Game Theory is a branch of mathematics which studies competitive scenarios where the outcome is dependent not only on your choices but that of the others also.

The most popularly known Game Theory scenario is what is known as The Prisoner’s Dilemma.

Suppose there are 2 prisoners who are obviously trying to escape. It will be beneficial to both if they co-operate with each other. But life is not so simple. What if the jail superintendent comes to know about it or starts suspecting that something is cooking. He can ask the prisoners separately and offer them a deal to reveal the plan. The offer is that if the prisoner volunteers to reveal about the escape plan, he will be rewarded with a shortened sentence.

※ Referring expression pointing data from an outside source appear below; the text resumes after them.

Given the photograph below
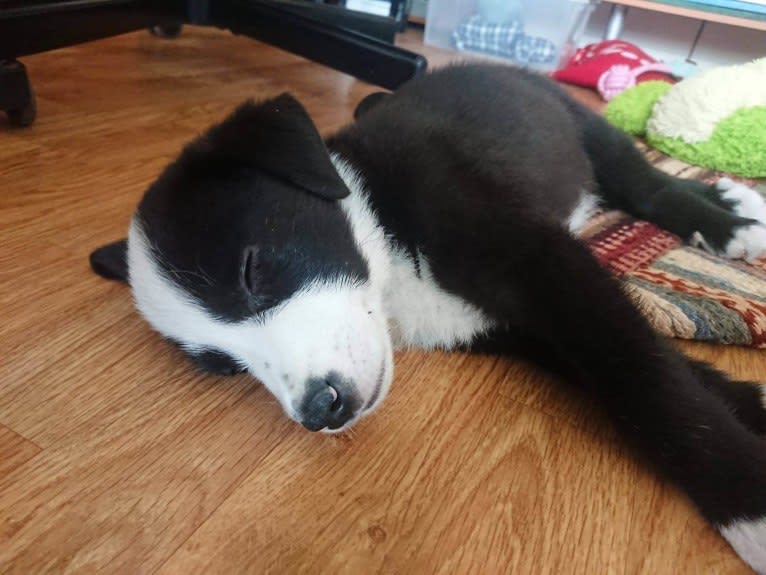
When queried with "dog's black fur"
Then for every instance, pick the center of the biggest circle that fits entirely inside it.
(473, 168)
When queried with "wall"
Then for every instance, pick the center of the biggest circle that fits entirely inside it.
(669, 37)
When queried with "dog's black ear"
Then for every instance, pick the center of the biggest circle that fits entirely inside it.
(368, 103)
(278, 137)
(110, 261)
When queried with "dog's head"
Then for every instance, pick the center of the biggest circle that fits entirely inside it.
(249, 253)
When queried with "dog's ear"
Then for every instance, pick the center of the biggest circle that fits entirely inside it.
(368, 103)
(110, 261)
(278, 137)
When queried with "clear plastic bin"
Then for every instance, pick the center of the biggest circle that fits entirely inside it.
(539, 34)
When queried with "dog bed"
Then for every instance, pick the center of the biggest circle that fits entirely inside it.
(715, 118)
(683, 291)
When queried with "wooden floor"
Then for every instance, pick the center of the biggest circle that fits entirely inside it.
(116, 457)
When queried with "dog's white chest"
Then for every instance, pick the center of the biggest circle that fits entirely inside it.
(422, 314)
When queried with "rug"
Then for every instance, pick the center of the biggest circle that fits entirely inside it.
(683, 291)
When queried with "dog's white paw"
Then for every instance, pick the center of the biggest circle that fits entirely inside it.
(748, 243)
(747, 203)
(748, 538)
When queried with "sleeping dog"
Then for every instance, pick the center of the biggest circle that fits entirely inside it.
(444, 217)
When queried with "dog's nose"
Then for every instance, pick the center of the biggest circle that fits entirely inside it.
(329, 402)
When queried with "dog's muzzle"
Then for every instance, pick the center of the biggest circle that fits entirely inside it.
(329, 403)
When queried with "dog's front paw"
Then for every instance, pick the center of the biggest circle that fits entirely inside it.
(748, 538)
(748, 242)
(744, 201)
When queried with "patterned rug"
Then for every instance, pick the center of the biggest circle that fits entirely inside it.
(683, 291)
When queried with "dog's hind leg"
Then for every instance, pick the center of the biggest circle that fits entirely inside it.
(746, 400)
(671, 410)
(726, 219)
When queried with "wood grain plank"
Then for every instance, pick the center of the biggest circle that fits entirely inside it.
(486, 486)
(14, 450)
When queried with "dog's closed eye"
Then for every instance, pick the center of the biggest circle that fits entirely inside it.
(249, 269)
(216, 362)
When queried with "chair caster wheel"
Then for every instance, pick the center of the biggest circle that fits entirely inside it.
(166, 30)
(17, 99)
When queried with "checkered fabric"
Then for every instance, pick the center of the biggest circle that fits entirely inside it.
(504, 40)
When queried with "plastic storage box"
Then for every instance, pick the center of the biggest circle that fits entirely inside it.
(539, 34)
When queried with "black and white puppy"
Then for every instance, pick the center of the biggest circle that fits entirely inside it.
(444, 217)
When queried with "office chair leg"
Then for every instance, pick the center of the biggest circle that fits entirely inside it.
(166, 30)
(17, 99)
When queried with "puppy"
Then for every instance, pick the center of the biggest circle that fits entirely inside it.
(444, 217)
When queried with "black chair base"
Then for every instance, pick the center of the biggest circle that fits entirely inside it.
(357, 44)
(17, 99)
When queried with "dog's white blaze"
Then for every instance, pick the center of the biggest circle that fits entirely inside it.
(748, 538)
(420, 312)
(324, 328)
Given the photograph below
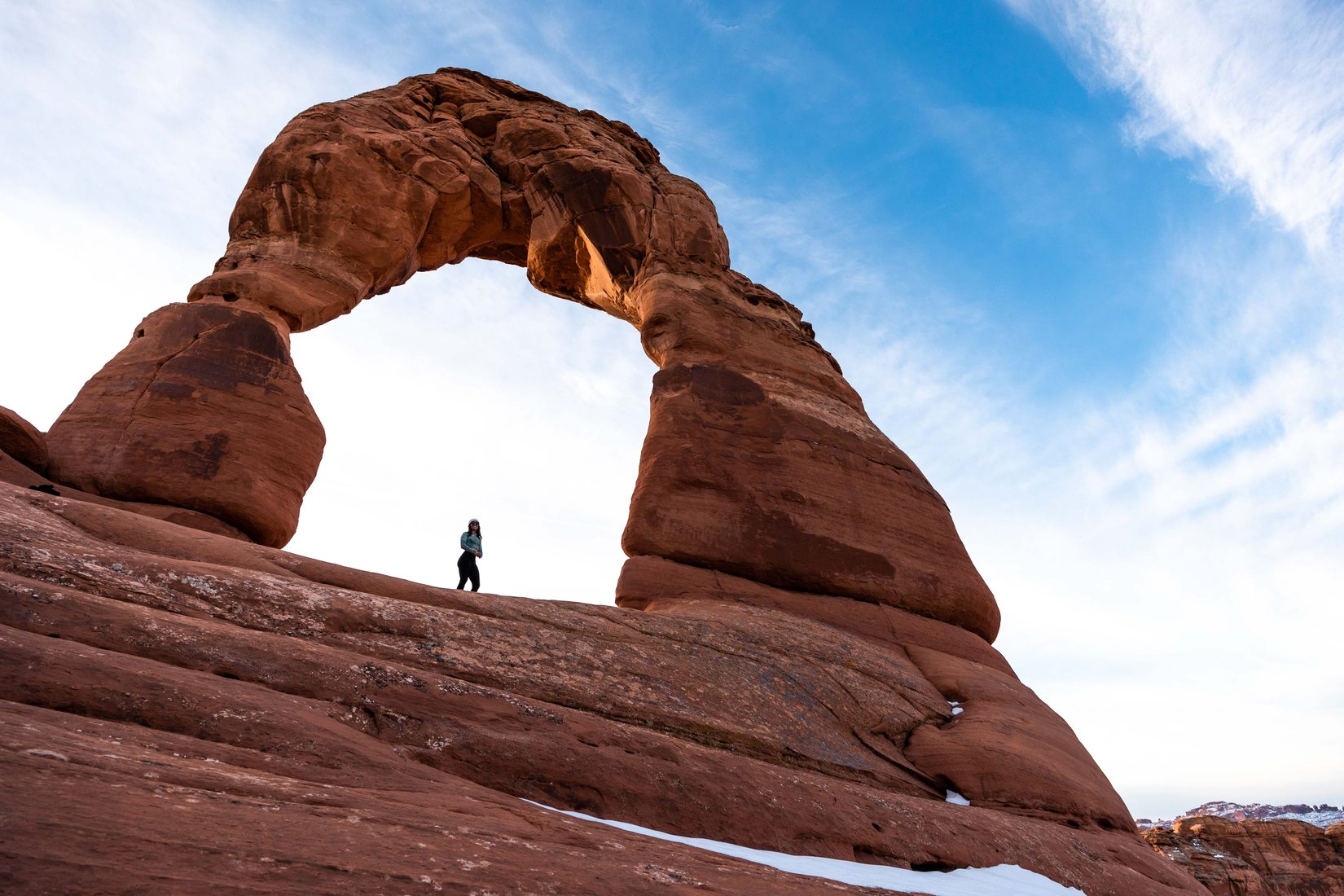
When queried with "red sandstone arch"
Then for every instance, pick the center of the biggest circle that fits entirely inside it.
(760, 461)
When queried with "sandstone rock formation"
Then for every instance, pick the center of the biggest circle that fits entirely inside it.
(22, 441)
(182, 708)
(808, 613)
(1273, 857)
(203, 409)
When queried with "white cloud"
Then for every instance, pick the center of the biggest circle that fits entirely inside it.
(1167, 558)
(1254, 88)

Any Game Theory scenario must be understood in terms of ‘Payoffs’; gains(to be maximized) or costs/losses(to be minimized) for the players involved.

In case there is an investigation of the Prisoners here is how the scenarios look.

Case 1 – If only one prisoner reveals the truth to the superintendent, his jail term is pardoned and now he has 0 years and other gets 20 years. In this case the prisoner who has revealed the plan to the superintendent has ‘defected’.

Case 2 – If both remain silent and don’t divulge the plan they both get 5 years with a chance to escape. In this case both the prisoners are ‘cooperating’ with each other.

Case 3 – If both divulge the plan, 10 Years sentence to both. In this case both prisoners have ‘defected’.

As you can see the Case – 1 looks the most beneficial to the prisoner BUT only as long as the other prisoner doesn’t defect. This is where lies the Prison’s Dilemma! Realize that in this scenario the jail superintendent is interrogating them separately, so they cannot discuss. Even if they could, there is always a temptation to defect and the associated dilemma. In fact, the dilemma is always there because one prisoner doesn’t know the choice made by the other.

The question is, what choice should the prisoner make? Each party will try to make a decision such that by they cannot be worse off by the decision taken by the other party.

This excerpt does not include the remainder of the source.